“Oh, what fun!” he cried. “What am I sitting on? Is this your room? How jolly!” “There—sit there,” she commanded. Cowper slid once more.
“How jolly to meet again,” said Richard. “It seems an age. Cowper’s Letters? . . . Bach? . . . Wuthering Heights? . . . Is this where you meditate on the world, and then come out and pose poor politicians with questions? In the intervals of sea-sickness I’ve thought a lot of our talk. I assure you, you made me think.”
“I made you think! But why?”
“What solitary icebergs we are, Miss Vinrace! How little we can communicate! There are lots of things I should like to tell you about—to hear your opinion of. Have you ever read Burke?”

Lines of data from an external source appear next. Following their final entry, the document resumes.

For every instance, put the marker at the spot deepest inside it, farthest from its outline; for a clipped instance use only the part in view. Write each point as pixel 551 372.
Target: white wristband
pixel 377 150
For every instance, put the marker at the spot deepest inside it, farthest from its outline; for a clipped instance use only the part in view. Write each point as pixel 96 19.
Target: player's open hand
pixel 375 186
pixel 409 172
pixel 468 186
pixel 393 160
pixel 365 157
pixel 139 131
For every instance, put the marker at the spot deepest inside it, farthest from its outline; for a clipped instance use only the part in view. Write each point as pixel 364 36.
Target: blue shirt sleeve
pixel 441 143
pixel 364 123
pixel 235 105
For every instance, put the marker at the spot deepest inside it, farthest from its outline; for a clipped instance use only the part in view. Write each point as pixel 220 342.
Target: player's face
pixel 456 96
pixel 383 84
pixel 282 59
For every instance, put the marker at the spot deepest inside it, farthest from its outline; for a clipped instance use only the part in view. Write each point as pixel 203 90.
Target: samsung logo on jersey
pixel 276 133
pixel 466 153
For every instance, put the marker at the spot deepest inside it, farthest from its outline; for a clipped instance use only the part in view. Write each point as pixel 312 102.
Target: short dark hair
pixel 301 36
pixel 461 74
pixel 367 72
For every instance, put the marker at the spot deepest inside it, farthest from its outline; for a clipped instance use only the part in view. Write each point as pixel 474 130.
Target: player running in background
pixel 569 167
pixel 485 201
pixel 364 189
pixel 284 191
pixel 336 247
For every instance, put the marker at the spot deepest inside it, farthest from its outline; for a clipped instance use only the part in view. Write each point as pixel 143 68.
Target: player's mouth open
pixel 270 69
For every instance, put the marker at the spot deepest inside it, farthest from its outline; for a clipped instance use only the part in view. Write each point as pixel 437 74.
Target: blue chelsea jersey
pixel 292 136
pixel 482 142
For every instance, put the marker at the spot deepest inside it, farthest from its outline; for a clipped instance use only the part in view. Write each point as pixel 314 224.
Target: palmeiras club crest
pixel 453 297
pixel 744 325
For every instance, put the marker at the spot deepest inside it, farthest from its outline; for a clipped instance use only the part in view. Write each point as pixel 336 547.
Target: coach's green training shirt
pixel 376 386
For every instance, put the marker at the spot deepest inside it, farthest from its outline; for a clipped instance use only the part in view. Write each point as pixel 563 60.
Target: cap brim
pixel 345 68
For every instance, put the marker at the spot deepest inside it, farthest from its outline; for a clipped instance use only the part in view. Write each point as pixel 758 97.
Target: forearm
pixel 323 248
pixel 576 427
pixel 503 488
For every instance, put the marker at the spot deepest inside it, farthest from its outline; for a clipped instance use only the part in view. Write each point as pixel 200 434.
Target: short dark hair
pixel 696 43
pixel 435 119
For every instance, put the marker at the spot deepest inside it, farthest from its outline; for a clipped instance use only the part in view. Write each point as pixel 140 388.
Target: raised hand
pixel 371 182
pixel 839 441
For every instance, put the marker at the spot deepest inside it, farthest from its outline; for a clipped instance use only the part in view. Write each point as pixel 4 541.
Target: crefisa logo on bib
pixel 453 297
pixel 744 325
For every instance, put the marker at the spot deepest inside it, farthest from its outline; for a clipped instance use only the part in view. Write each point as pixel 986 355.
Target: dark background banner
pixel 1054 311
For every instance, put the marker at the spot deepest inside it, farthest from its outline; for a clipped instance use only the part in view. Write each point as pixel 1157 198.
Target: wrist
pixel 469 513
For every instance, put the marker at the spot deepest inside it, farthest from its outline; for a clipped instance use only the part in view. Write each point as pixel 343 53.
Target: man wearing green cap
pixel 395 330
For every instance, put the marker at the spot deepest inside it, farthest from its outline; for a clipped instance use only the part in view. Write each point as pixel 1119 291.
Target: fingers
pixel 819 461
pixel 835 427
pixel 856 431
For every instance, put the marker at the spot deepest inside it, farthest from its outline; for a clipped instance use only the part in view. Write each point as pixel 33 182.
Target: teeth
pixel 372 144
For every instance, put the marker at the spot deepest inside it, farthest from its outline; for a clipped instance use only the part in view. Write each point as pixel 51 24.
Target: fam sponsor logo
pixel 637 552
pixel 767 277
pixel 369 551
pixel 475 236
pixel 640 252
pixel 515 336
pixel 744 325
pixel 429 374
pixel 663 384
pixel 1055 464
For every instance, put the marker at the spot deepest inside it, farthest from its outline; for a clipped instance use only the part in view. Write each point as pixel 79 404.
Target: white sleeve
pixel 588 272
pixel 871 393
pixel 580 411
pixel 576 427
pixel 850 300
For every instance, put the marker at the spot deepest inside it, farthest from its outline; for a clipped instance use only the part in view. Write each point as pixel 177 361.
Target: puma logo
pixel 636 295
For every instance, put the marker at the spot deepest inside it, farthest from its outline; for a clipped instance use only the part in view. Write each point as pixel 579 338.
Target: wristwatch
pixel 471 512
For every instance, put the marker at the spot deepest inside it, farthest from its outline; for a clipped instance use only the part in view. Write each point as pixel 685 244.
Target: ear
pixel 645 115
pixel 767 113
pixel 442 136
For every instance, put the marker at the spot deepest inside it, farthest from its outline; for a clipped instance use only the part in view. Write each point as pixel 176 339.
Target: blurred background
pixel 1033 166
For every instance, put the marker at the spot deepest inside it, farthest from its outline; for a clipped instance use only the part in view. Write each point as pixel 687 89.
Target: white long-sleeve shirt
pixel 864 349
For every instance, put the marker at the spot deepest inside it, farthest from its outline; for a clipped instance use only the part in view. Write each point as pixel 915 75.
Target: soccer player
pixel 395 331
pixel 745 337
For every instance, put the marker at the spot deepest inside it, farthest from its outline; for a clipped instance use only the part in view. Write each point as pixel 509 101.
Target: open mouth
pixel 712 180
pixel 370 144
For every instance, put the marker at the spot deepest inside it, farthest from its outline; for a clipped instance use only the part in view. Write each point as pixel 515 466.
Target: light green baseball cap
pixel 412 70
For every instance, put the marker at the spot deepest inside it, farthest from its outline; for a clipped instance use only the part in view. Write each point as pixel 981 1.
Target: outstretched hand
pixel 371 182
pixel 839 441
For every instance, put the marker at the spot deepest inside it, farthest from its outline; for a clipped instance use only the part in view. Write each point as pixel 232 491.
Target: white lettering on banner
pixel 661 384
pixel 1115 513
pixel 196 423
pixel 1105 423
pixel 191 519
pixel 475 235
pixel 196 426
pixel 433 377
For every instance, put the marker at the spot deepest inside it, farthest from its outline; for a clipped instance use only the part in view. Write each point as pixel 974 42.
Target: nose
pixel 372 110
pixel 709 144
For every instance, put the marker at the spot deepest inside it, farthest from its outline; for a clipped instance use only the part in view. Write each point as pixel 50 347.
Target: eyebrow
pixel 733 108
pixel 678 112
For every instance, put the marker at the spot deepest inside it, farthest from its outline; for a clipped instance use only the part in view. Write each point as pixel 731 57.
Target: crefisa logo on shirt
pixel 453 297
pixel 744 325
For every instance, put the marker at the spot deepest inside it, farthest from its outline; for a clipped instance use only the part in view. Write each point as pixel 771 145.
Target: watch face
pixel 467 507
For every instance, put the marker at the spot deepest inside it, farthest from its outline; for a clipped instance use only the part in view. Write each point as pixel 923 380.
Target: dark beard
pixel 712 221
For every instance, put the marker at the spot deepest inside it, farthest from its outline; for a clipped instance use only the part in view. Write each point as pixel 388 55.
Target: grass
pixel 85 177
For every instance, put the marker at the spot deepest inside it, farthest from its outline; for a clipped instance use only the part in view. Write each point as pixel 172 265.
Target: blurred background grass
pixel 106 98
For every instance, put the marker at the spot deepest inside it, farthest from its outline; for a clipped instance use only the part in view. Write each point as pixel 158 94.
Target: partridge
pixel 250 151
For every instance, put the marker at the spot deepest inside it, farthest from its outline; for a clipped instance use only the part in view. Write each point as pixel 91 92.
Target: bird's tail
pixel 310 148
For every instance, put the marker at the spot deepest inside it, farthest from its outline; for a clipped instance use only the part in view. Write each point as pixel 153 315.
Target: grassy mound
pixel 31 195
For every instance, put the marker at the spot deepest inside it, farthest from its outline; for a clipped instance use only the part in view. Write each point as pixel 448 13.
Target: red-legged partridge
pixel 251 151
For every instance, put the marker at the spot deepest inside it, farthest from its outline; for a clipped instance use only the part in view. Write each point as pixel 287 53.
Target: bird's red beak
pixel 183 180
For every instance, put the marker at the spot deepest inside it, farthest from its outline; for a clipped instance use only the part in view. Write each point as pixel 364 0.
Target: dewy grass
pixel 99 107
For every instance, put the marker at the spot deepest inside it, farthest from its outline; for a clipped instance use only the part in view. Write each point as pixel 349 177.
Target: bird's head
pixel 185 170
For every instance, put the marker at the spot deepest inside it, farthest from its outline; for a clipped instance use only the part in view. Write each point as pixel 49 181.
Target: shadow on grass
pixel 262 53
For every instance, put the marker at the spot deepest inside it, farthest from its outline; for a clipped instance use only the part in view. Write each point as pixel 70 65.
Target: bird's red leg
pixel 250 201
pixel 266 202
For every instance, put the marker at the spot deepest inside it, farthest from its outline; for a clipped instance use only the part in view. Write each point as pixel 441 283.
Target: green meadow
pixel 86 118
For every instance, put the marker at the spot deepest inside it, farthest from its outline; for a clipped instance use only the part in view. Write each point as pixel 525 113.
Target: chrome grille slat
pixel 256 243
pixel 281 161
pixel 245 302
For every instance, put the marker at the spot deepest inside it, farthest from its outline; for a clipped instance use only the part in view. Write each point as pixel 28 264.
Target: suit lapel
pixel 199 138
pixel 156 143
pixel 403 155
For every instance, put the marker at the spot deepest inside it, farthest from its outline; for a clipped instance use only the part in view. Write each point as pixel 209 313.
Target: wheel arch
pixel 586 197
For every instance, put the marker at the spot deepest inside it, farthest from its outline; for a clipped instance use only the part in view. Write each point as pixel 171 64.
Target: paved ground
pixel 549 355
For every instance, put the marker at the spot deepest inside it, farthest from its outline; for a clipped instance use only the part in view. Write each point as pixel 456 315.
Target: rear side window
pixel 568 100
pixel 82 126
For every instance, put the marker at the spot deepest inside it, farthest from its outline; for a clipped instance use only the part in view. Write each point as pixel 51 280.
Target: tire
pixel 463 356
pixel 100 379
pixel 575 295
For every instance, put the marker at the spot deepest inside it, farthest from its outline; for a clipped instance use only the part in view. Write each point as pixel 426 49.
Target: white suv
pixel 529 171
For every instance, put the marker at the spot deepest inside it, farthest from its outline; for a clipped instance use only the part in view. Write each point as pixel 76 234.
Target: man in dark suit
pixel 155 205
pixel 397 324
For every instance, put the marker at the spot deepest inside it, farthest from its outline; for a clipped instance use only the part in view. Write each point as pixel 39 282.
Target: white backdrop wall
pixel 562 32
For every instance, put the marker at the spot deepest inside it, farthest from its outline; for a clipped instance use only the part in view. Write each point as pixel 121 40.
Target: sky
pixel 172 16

“Burke?” she repeated. “Who was Burke?”
“No? Well, then I shall make a point of sending you a copy. The Speech on the French Revolution—The American Rebellion? Which shall it be, I wonder?” He noted something in his pocket-book. “And then you must write and tell me what you think of it. This reticence—this isolation—that’s what’s the matter with modern life! Now, tell me about yourself. What are your interests and occupations? I should imagine that you were a person with very strong interests. Of course you are! Good God! When I think of the age we live in, with its opportunities and possibilities, the mass of things to be done and enjoyed—why haven’t we ten lives instead of one? But about yourself?”
“You see, I’m a woman,” said Rachel.
“I know—I know,” said Richard, throwing his head back, and drawing his fingers across his eyes.
“How strange to be a woman! A young and beautiful woman,” he continued sententiously, “has the whole world at her feet. That’s true, Miss Vinrace. You have an inestimable power—for good or for evil. What couldn’t you do—” he broke off.
“What?” asked Rachel.
“You have beauty,” he said. The ship lurched. Rachel fell slightly forward. Richard took her in his arms and kissed her. Holding her tight, he kissed her passionately, so that she felt the hardness of his body and the roughness of his cheek printed upon hers. She fell back in her chair, with tremendous beats of the heart, each of which sent black waves across her eyes. He clasped his forehead in his hands.
“You tempt me,” he said. The tone of his voice was terrifying. He seemed choked in fright. They were both trembling. Rachel stood up and went. Her head was cold, her knees shaking, and the physical pain of the emotion was so great that she could only keep herself moving above the great leaps of her heart. She leant upon the rail of the ship, and gradually ceased to feel, for a chill of body and mind crept over her. Far out between the waves little black and white sea-birds were riding. Rising and falling with smooth and graceful movements in the hollows of the waves they seemed singularly detached and unconcerned.